Maryland Energy Gas and Electric was a monopoly that provided electric service throughout central Maryland and other areas. In July, Vistra Energy purchased the parent company, Crius Energy Trust. Vistra is committed to doing business in an ethical and fair manner. It is committed to safeguarding the public by doing business in an honest and transparent way.
The Maryland Legislature passed the Natural Gas Supplier Licensing and Consumer Protection Act of 2000 which replaced a 90-year old guarded monopoly regime. It also granted the Public Service Commission to regulate gas companies and electric companies. As part of the process, gas companies were assigned geographical areas of the State to operate within. Electric companies were also able to operate in certain regions as controlled Monopolies. However, they were allowed to compete in other areas.
A task force was created to study the subject of retail electric restructuring in the State. The General Assembly was to adopt the recommendations of this task force. In the course of the process, the PSC began working with utilities to diversify their business operations. A number of electric and gas companies raised questions about the amount of regulation required. They also complained that consumers were charged higher prices than other utilities. The PSC has decided that these complaints would be referred to administrative law judges, who will then hold hearings. These hearings are expected to be held in the spring.
In October of 2011 in October 2011, the Maryland Office of People’s Counsel (OPC), released a report on energy suppliers in Maryland. The report found that residents pay more for electricity than for other utilities. The report also found that energy salespeople contract customers with high prices and severe cancellation penalties.
The complaint, filed by the Office of People’s Counsel, claims that Direct Energy agents failed to explain the terms of the contract. They also failed to disclose that the contracts could be cancelled. Cancellation penalties up to $200 were incorporated into the contracts. Those penalties were “onerous” and “extortion,” according to the complaint. Direct Energy officials refute these allegations.
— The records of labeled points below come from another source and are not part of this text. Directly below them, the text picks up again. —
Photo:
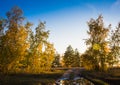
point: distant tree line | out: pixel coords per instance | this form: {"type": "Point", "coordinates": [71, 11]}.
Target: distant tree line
{"type": "Point", "coordinates": [103, 49]}
{"type": "Point", "coordinates": [27, 51]}
{"type": "Point", "coordinates": [21, 49]}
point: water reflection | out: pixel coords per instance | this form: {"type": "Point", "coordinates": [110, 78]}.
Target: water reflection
{"type": "Point", "coordinates": [75, 81]}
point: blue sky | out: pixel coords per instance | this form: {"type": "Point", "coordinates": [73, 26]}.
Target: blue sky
{"type": "Point", "coordinates": [66, 19]}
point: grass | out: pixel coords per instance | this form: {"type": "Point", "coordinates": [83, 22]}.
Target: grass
{"type": "Point", "coordinates": [112, 76]}
{"type": "Point", "coordinates": [46, 78]}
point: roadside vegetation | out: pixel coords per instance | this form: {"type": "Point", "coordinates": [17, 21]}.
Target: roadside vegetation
{"type": "Point", "coordinates": [26, 54]}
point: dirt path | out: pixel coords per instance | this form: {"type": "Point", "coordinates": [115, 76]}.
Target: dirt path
{"type": "Point", "coordinates": [73, 72]}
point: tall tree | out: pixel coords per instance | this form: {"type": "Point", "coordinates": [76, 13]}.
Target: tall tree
{"type": "Point", "coordinates": [14, 40]}
{"type": "Point", "coordinates": [56, 62]}
{"type": "Point", "coordinates": [40, 50]}
{"type": "Point", "coordinates": [97, 42]}
{"type": "Point", "coordinates": [69, 56]}
{"type": "Point", "coordinates": [115, 46]}
{"type": "Point", "coordinates": [76, 58]}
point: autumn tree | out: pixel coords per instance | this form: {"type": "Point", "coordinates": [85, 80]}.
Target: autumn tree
{"type": "Point", "coordinates": [56, 62]}
{"type": "Point", "coordinates": [41, 52]}
{"type": "Point", "coordinates": [68, 56]}
{"type": "Point", "coordinates": [14, 43]}
{"type": "Point", "coordinates": [114, 55]}
{"type": "Point", "coordinates": [76, 59]}
{"type": "Point", "coordinates": [21, 49]}
{"type": "Point", "coordinates": [98, 45]}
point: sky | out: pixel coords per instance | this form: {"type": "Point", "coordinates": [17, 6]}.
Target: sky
{"type": "Point", "coordinates": [66, 19]}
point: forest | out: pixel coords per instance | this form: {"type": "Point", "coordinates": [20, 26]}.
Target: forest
{"type": "Point", "coordinates": [24, 50]}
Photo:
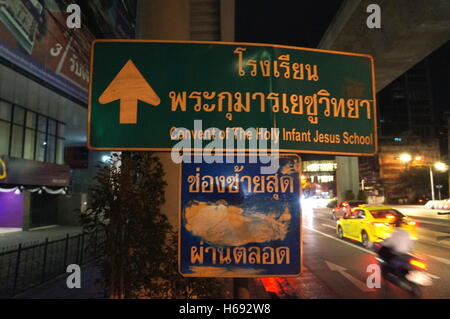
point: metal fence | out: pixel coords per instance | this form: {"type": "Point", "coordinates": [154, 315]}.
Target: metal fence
{"type": "Point", "coordinates": [28, 266]}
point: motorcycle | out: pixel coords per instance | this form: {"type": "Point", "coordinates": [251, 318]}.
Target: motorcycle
{"type": "Point", "coordinates": [407, 271]}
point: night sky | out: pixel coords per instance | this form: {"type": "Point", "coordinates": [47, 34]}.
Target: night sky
{"type": "Point", "coordinates": [302, 23]}
{"type": "Point", "coordinates": [296, 23]}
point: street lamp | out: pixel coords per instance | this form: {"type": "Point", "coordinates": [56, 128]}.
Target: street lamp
{"type": "Point", "coordinates": [405, 157]}
{"type": "Point", "coordinates": [439, 166]}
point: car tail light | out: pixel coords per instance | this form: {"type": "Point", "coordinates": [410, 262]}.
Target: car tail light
{"type": "Point", "coordinates": [418, 264]}
{"type": "Point", "coordinates": [377, 224]}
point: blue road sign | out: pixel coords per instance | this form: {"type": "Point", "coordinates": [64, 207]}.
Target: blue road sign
{"type": "Point", "coordinates": [237, 222]}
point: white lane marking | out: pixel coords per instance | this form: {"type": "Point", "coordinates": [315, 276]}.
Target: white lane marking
{"type": "Point", "coordinates": [358, 283]}
{"type": "Point", "coordinates": [340, 240]}
{"type": "Point", "coordinates": [442, 260]}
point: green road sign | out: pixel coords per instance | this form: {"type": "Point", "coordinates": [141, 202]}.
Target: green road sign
{"type": "Point", "coordinates": [311, 101]}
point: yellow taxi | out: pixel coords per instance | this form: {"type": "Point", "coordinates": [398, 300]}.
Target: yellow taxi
{"type": "Point", "coordinates": [369, 224]}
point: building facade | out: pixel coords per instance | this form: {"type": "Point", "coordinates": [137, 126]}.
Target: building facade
{"type": "Point", "coordinates": [44, 78]}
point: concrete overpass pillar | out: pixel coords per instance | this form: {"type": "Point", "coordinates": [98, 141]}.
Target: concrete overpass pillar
{"type": "Point", "coordinates": [347, 176]}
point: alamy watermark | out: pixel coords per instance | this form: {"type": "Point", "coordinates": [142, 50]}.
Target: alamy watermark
{"type": "Point", "coordinates": [229, 145]}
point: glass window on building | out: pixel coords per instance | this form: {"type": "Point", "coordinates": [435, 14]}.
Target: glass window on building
{"type": "Point", "coordinates": [61, 129]}
{"type": "Point", "coordinates": [4, 137]}
{"type": "Point", "coordinates": [51, 127]}
{"type": "Point", "coordinates": [5, 111]}
{"type": "Point", "coordinates": [41, 146]}
{"type": "Point", "coordinates": [32, 136]}
{"type": "Point", "coordinates": [60, 151]}
{"type": "Point", "coordinates": [19, 115]}
{"type": "Point", "coordinates": [31, 120]}
{"type": "Point", "coordinates": [51, 148]}
{"type": "Point", "coordinates": [17, 141]}
{"type": "Point", "coordinates": [42, 124]}
{"type": "Point", "coordinates": [30, 139]}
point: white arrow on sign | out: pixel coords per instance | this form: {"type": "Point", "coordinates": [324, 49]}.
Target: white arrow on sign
{"type": "Point", "coordinates": [358, 283]}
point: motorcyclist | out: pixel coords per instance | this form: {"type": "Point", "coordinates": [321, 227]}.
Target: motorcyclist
{"type": "Point", "coordinates": [395, 249]}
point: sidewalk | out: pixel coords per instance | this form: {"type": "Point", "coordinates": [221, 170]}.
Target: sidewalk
{"type": "Point", "coordinates": [419, 211]}
{"type": "Point", "coordinates": [92, 287]}
{"type": "Point", "coordinates": [13, 239]}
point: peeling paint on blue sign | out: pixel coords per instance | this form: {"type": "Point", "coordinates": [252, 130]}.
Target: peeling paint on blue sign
{"type": "Point", "coordinates": [237, 222]}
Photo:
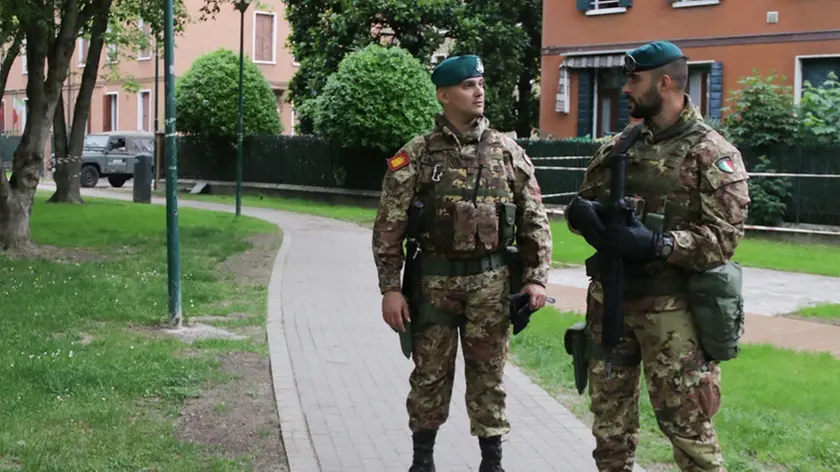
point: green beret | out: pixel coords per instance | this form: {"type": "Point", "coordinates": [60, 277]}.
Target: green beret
{"type": "Point", "coordinates": [456, 69]}
{"type": "Point", "coordinates": [651, 55]}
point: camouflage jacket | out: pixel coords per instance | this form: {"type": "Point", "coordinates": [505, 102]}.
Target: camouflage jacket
{"type": "Point", "coordinates": [686, 180]}
{"type": "Point", "coordinates": [443, 165]}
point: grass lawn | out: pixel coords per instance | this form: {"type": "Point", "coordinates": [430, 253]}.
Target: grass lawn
{"type": "Point", "coordinates": [780, 409]}
{"type": "Point", "coordinates": [88, 380]}
{"type": "Point", "coordinates": [572, 249]}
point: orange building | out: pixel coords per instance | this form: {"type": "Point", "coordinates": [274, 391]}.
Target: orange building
{"type": "Point", "coordinates": [725, 40]}
{"type": "Point", "coordinates": [113, 108]}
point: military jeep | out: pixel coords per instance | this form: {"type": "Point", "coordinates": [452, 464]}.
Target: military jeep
{"type": "Point", "coordinates": [112, 154]}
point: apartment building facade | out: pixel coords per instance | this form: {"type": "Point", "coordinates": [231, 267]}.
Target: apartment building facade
{"type": "Point", "coordinates": [114, 108]}
{"type": "Point", "coordinates": [584, 42]}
The complaint also claims that Maryland Gas and Electric fraudulently claimed to have signed contracts with customers. The company’s representatives, according to the complaint “failed to explain the sales intent.” The complaint states that Direct Energy agents did not provide the contract’s terms in writing. In addition, the complaint states that Maryland Gas and Electric agents did not disclose that the contract was signed through a third-party sales agent. The complaint also alleges that Direct Energy agents failed to declare themselves salespersons.
The complaints are largely due to door-to-door sales. The Office of People’s Counsel asserts that certain energy companies are attempting to prey on consumers by providing free electricity and then raising prices. The Office of People’s Counsel also claims that energy salespeople are trying to convince customers to sign contracts by claiming to be employed by utility companies that are regulated. It also claims that identity theft has taken place.